An active coasting trade[99] is carried on by the natives amongst the islands, though they suffer dreadfully from the pirates; but such is their enterprising turn, that with these in sight, they will often cross from one island to another, when they have a fair start; and frequently set out on a long trip in a small prow [i.e., prau], armed only with their spears and “campilans,”[100] though knowing the pirates to be in the neighbourhood of their track. They are well known in the piratical states, where a Manila slave always commands a higher price than any other. They have been much stigmatized in British country-ships, as the leaders of mutinies, &c.; but though no doubt can exist that they have often assisted in cutting off vessels, yet I question much whether the fault was not in a great measure to be attributed to a want of discrimination between the high spirit of the Philippine islander, and the meek sufferance of the patient Lascar—a fatal mistake, when both are trampled on, as it is to be feared they but too often are.

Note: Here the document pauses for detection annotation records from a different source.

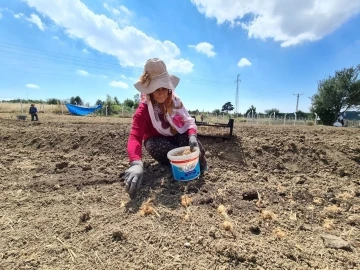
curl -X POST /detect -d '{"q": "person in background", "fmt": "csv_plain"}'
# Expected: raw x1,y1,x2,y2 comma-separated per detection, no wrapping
124,58,207,194
29,104,39,121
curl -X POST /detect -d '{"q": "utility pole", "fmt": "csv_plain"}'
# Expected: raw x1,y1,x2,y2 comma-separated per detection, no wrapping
293,94,303,112
234,74,241,114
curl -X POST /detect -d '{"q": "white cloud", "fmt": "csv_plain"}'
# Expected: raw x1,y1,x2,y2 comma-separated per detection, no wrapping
25,0,194,73
26,14,45,31
238,58,252,67
76,69,89,76
119,5,131,16
26,83,40,88
191,0,360,47
120,74,137,82
103,3,132,16
14,13,24,19
189,42,216,57
109,81,129,89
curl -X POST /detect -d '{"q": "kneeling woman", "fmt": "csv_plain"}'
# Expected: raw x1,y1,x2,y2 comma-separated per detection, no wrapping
125,58,207,194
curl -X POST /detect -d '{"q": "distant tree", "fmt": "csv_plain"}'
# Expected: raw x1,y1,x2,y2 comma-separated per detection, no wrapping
221,101,234,113
265,108,280,115
95,99,104,105
46,98,61,105
70,96,84,105
245,105,256,116
212,109,221,115
311,65,360,125
124,99,134,108
296,110,308,118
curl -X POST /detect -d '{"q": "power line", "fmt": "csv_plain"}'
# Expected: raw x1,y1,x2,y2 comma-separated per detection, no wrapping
0,42,236,79
293,93,304,112
234,74,241,114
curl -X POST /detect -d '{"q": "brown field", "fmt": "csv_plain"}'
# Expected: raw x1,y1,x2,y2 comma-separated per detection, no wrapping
0,113,360,270
0,102,68,114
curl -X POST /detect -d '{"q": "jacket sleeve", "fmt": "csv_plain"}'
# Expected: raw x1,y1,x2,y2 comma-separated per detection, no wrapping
127,103,149,163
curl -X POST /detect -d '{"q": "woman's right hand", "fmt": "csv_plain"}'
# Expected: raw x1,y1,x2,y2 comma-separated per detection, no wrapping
125,160,144,194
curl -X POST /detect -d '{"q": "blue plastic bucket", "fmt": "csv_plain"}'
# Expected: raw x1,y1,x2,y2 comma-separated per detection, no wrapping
167,146,200,181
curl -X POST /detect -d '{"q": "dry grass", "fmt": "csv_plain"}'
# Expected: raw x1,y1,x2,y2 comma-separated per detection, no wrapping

This trade is carried on in pontines,[101] galeras, feluccas, and prows or boats of all sizes. The pontines are stout-built vessels of European models, from 80 to 150 tons, with two long mat sails, like a Chinese junk. The “galeras” are smaller, and carry a lateen sail, like those of the Mediterranean. The feluccas have been already described, and their prows and boats resemble nearly those of their Malay brethren. Large property is often embarked in these vessels, and they are conducted entirely by natives.
They have but a few manufactures: the principal one is that of coarse gauzes, and rope from the Abaca plant, the first of which has a very extensive consumption and is universally worn by all classes of the natives. It is principally carried on in the province of Camarines, at the S. E. angle of the island.